In practice, using scrum could look like making a project timeline for a short film. When each task is completed, it’s blocked out on the chart or moved into another part of the chart to show your team it was completed and is now ready for the next step.
3. MVP
MVP stands for “Minimum Viable Product.” It refers to the very base level of a product that you can release that will work for the intended user. If you are working on a car rental app that has lots of beautiful imagery, but the user can’t actually rent a car through it, then you’ve failed at achieving the MVP. The main way to make sure you have a product that works as intended is to take solutions found in the design sprints (see Agile Development) and let users test them out. If your users hate the preliminary version of what you’re making, then at least you haven’t spent too much time on it, so it’s easier to adjust.
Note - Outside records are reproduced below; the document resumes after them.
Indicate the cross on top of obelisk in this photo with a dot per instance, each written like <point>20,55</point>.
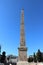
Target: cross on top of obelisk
<point>22,35</point>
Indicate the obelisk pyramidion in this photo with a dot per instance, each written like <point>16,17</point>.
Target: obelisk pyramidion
<point>22,58</point>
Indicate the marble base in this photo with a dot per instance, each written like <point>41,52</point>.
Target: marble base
<point>22,63</point>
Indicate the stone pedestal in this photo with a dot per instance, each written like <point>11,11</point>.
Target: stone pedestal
<point>22,63</point>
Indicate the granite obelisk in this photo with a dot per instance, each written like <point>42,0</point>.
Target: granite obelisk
<point>22,58</point>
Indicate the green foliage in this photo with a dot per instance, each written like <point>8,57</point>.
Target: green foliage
<point>36,57</point>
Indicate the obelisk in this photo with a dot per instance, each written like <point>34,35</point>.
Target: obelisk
<point>22,58</point>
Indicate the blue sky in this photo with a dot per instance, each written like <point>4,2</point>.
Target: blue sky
<point>10,16</point>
Richard Williams never hit his MVP while spending 30 years on The Thief And The Cobbler, and that’s why we have Disney’s Aladdin and many grumpy artists who don’t want to talk about him. We also have Who Framed Roger Rabbit, so at least there’s that.
Those are my three terms for this week. Hopefully I explained them well enough. There will be no speaking in tongues here, no falling prostrate before the gods of corporate terminology. The stakeholders for learning UX are, indeed, the learners. Therefore, the jargon should be simply defined and simple to use. I do not want to be part of a closed club. I’ve spent too long teaching in a creative field for that nonsense. The people in UX and UI are, so far, pretty great, and I’d hate to see newcomers give up because no one can say what Agile is without using the word “agile” to explain it.
Forgo the cult, achieve enlightenment.